Tracy Edwards, left, and Mikaela Von Koskull in “Maiden.” (Courtesy of Tracy Edwards/Sony Pictures Classics)

Just over 30 years ago, a woman named Tracy Edwards had the idea to lead an all-female crew in the Whitbread Round the World Yacht Race. It wasn’t exactly met with a groundswell of support, or any support, for that matter.

The thing is, for a pastime that has so many feminine terms associated with it, there was a lot of ingrained sexism among its participants. The idea of having even one woman on board who wasn’t doing the cooking and cleaning was seen as a liability. They’re too weak! And Edwards herself, who everyone points out is a slight “wisp of a woman,” was regarded as a nothing more than a sideshow by the competitive yachting community and the journalists covering the sport.

But in 1989, when she was in her 20s, she did it.

Her unlikely journey from misfit teen to feminist symbol, despite her distaste for the term, is exhilaratingly chronicled in the documentary “Maiden,” from director Alex Holmes. Told through interviews with the now 50-something Edwards, her crew, the men she raced against and the journalists who covered her at the time, alongside riveting footage from their harrowing trip around the world, “Maiden” is the best adventure film of the year so far.

The story is so inherently cinematic you have to wonder why some enterprising Hollywood producer hasn’t scooped up the rights to make an epic scripted film out of it already. Daisy Ridley is right there! But maybe the world just needed a little (re)introduction to Edwards and the tale of the Maiden.

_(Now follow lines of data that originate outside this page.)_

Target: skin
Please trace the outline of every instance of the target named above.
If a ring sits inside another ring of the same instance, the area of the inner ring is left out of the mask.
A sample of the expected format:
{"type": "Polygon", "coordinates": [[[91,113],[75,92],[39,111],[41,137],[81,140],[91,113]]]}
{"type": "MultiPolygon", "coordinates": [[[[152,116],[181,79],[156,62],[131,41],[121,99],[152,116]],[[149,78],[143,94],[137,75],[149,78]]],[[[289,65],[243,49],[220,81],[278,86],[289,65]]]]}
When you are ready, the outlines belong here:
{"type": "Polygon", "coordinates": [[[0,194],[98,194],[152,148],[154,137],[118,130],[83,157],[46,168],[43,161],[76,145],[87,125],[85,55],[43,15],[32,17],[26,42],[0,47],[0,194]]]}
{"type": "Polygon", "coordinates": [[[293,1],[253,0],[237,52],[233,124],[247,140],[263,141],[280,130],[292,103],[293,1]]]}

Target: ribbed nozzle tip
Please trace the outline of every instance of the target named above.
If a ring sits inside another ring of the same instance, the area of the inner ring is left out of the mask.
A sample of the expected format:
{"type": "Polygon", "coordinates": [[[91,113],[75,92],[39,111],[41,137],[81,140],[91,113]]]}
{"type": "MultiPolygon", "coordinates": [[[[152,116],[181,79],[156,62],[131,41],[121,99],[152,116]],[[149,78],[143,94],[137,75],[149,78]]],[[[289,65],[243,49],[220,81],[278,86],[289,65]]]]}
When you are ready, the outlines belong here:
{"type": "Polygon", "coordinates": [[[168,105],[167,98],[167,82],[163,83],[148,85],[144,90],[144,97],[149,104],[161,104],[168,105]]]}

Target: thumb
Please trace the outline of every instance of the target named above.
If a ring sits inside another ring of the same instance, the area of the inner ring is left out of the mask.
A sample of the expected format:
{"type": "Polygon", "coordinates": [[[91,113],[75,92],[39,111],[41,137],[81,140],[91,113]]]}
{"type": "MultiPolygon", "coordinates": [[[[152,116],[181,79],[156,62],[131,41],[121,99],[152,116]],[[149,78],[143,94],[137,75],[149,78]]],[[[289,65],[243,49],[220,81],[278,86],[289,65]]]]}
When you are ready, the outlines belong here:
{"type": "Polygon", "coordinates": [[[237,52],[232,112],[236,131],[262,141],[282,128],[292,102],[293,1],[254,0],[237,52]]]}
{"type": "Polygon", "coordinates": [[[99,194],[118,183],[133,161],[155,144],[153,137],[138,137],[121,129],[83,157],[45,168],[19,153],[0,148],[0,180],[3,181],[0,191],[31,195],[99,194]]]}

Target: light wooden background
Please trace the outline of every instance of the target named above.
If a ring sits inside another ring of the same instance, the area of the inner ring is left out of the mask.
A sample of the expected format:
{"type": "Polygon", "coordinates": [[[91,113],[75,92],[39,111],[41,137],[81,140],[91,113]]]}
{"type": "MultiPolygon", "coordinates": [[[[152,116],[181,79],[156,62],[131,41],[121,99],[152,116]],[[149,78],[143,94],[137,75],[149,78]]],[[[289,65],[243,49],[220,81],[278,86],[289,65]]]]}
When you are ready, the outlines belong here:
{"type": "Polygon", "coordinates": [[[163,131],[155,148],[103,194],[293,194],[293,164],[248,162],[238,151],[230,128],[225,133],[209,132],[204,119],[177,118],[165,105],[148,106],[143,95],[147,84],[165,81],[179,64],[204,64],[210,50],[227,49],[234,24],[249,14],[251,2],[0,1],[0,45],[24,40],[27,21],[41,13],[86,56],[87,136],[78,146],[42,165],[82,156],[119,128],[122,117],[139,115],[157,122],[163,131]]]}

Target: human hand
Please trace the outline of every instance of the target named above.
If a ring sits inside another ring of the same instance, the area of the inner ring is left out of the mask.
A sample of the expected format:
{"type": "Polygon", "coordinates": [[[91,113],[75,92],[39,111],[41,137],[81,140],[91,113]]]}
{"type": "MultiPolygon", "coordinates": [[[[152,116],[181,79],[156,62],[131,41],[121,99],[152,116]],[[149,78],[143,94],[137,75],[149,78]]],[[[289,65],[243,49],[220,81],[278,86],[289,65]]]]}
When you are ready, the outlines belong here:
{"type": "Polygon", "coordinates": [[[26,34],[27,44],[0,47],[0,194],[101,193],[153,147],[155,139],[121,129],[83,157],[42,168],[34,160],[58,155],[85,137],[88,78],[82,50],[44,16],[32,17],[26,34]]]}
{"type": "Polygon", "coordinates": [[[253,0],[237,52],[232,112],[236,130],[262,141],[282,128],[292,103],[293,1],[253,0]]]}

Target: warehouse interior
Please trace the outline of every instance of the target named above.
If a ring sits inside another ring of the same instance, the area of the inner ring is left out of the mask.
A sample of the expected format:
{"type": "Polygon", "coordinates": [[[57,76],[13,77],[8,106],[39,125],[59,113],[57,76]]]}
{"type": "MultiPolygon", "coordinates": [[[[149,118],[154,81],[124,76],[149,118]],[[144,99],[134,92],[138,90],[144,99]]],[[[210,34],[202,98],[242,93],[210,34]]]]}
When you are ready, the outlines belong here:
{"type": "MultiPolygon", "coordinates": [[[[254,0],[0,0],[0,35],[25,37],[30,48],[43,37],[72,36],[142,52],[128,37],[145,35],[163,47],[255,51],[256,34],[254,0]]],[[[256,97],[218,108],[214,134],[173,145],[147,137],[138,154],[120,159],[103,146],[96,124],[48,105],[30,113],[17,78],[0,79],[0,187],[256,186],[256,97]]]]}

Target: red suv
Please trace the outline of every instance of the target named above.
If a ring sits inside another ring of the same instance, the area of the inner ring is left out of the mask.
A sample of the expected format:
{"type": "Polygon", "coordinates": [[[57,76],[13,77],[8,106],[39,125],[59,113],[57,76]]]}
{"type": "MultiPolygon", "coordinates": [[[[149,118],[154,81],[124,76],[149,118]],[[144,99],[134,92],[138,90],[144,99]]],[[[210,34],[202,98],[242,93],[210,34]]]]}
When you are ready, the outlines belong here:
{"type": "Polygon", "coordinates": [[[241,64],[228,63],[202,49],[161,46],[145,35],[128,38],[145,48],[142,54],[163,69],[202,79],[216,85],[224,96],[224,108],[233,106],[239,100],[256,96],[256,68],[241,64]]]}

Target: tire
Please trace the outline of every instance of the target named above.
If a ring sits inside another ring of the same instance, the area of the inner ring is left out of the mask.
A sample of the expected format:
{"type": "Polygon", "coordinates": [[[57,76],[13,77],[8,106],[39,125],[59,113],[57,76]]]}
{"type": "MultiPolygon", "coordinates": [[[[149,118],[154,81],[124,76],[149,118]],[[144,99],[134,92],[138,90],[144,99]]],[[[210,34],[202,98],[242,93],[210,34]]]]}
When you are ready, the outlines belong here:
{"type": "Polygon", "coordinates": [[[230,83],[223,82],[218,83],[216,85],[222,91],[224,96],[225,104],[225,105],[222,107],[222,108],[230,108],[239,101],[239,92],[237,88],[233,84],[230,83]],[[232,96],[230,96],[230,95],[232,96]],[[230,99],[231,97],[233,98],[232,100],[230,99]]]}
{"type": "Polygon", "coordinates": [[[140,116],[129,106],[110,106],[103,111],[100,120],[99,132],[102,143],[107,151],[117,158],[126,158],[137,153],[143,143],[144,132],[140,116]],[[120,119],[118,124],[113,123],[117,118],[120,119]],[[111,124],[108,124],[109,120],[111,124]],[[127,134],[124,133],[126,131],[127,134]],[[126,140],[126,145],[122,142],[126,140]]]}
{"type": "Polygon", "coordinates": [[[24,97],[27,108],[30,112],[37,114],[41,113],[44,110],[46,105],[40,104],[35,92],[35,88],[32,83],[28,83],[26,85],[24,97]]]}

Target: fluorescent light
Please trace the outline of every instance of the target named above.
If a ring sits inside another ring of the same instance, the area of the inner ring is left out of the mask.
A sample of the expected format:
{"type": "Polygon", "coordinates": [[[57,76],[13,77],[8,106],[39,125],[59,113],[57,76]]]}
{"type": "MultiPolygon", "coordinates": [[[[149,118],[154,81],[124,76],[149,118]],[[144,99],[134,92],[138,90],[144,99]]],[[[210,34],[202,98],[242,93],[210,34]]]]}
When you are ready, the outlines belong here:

It was quite a feat for these women to even get the chance to compete at all. Edwards spent two years looking for sponsorship to offset the costs of the pricey endeavor and was met with hundreds of declines, even from those who supported the mission. Companies were genuinely afraid that the women would all die and worried about the optics. They weren’t wrong that death was a possibility. As Edwards says, the ocean is “always trying to kill you,” but somehow the male competitors were able to persuade corporate sponsors to deal with the risk.

In a move she seems to regret now, she finally found support from King Hussein of Jordan, who arranged for Royal Jordanian Airlines to support Maiden.

“Maiden” is not presented through rose-colored glasses, either. There was a lot of conflict among Edwards’ crew members before they even set sail, and she ended up firing the most experienced sailor she had recruited.

The crew of the Maiden, from left: Tracy Edwards, Mikaela von Koskull, Michele Paret (back turned), Jo Gooding, Claire Warren, Angela Heath, Sarah Davies, Amanda Swan Neal, Dawn Riley, Sally Hunter, Jeni Mundy and Tanja Visser. (Courtesy of Tracy Edwards/Sony Pictures Classics)

It is a delight watching these now middle-aged women recount the details of their big youthful adventure, not to mention hearing from the men who doubted and dismissed them at every step. For the women, their gender was not an issue. They were simply athletes in competition who wanted to win. For everyone else, it was all they could see. One journalist, Bob Fisher, is reminded of how he called them a “tin full of tarts” in an article. A contemporary says that although his coverage wouldn’t pass modern standards, he wasn’t “quite as chauvinistic as Bob Fisher.”

Edwards said in a 1989 interview that she hates the word “feminist” and doesn’t consider herself one, while also basically giving the textbook definition of feminism (she just wants equal treatment). Whether or not she knew it at the time, her rebellion in this insulated community was something that affected people and truly tore down a barrier.

By the end of their journey, you really feel like you’ve been through something significant. “Maiden” is simply magnificent storytelling and a must-see for all ages and genders.